Cada una representaba la delicadeza, de esas antiguas efigies egipcias, cuyas curvas se asimilaban en lo más pletórico de la norma estética. Ubicadas en forma idéntica permeaban el lugar a modo de almenas. Se dejaban exhibir sin reparo. Sobrevivían en su forma sin violencia en un estandarte, donde se coleccionaban sin mayor decoro sus más insignes y veladas mixturas cargadas de gamas y de formas arbitrarias.
Las había de extraordinaria simpleza, tal como si, eventualmente ellas se posaran en la mano de su dueño y saliera de este un ingrato y despectivo acto de atiborrarlas de esa tonalidad grisácea que las hacía parecer miserables, viejas e incautas….
Puestas contra esa pared amortiguada por el paso de los años, que les había arrancado ese color material y en esos visos de vejez, dejaban a contra luz un matiz de tonos pálidos, que se mesclaban y dejaban ver la malaventura de la estética que por supuesto no acontecía ni deseaba permear aquel lugar miserable y delirante.
Ellas eran la razón de ser del local oscuro y barato. A ellas tendía la mirada y podía decirse que, en esa variedad acordonada y arrastrada de desdichas, iluminaban con su coqueta forma el ojo delirante del transeúnte que cruzaba de vez en vez y depositaba en ellas su curiosidad.
Era verlas e inmediatamente admitir en la ingenuidad de la contemplación de las cosas absurdas de la vida, que ellas figuraban tesoros de invaluable valor.

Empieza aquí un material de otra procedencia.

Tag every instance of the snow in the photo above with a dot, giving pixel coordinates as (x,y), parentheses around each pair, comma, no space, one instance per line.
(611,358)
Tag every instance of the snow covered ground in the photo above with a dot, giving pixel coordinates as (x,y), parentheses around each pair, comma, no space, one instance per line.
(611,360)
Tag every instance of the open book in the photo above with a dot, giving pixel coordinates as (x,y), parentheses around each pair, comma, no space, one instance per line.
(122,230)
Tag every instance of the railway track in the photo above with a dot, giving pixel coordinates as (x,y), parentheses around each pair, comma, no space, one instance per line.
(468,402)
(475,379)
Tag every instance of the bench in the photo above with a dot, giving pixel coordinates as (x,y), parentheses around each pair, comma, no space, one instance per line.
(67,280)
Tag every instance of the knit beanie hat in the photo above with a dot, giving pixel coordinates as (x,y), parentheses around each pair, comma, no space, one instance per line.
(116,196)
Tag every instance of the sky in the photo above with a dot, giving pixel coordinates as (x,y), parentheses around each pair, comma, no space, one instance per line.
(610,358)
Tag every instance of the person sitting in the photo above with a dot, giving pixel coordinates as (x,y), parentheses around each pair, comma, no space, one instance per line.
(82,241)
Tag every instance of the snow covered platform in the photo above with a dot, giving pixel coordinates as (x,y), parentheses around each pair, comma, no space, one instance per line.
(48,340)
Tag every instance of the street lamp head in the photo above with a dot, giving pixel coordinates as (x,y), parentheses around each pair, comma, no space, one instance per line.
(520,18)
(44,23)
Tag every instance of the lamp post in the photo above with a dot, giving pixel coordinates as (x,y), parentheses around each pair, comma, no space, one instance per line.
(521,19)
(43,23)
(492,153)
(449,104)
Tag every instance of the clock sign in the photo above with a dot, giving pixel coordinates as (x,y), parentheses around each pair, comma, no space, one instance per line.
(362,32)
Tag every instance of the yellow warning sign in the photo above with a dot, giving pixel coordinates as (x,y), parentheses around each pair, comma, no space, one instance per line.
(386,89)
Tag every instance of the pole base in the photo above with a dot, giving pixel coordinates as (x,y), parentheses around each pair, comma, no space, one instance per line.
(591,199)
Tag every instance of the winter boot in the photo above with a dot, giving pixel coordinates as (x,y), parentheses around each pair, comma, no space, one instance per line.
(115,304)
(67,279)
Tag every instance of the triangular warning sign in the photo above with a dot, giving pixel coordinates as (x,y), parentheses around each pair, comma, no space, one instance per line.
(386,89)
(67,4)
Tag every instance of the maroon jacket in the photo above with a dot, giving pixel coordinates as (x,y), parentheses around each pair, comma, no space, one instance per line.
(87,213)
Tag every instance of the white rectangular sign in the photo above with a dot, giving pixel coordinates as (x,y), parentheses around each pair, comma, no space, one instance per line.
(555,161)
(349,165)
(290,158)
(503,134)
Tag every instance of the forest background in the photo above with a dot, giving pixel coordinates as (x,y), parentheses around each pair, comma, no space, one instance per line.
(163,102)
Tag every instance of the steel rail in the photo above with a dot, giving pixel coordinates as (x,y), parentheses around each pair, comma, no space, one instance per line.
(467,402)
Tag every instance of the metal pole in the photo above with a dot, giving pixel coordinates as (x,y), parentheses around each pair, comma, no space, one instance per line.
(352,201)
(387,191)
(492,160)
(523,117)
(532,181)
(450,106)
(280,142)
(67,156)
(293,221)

Cada una de ellas arraigadas en esa forma única que alguien dispuso en esa posición, atraía las miradas de quienes deseaban su contacto ligero o talvez un plagio barato, que les permitiera adentrarse a esos lugares donde seguramente ocultaban secretos que nadie podía inocular.
Sus formas equiparadas a las más extrañas curvas, de deliciosa textura hacían pensar en la originalidad con que los artistas hacían de ellas una verdadera obra de arte. Cuántos lugares abiertos por ellas, donde se ocultaban mistagógicamente historias de vasta narrativa…que si pregonero alguno pudiera revelar y dejar al descubierto para dicha de los que gustan de murmuraciones y comentarios que siempre se busca, queden en el más recóndito lugar, atesorado con el velo de la desdicha… haría tanta baraúnda que alguna de ellas condescendería mejor por velar y dejar el tal asunto en el más profundo de los secretos.
Sobre algunas pendían siluetas extravagantes, en otras tantas, los cruces de sus delirantes formas. Aparecían ellas como si hubieran escapado de una trama del cine o de las réplicas de un escudo de un equipo del futbol.
Había que mirarlas una a una para atinar escoger aquella que viajara a ese espacio donde al entrar y conservarla, fuera la cómplice de esos secretos sobrehumiticos de los cuales ella sería testigo silenciosa. Una más de la colección que tenía y de la cual ella ahora haría parte el resto de la vida, si no se escapara entre los dedos o se la dejara olvidada en algún café de la ciudad donde tantas veces se dejan otras por el descuido de los negocios o de las delicadas aventuras masculinas; donde se pierde no solo la conciencia sino la voluntad de hacer aquello con premura sin perder la cabeza.
Después de mirarlas todas en la línea, con sus formas femeninas, sus siluetas enmascaradas por la trivialidad de sus hacedores, después de ajustar cada una y de notar que combinara con el llavero nuevo la escogió el transeúnte, porque de un tiempo atrás se inclina por las formas religiosas, y esta silueta de la guadalupana haría desde hoy juego con las demás llaves que no ha trastocado en esos otros asuntos vanos.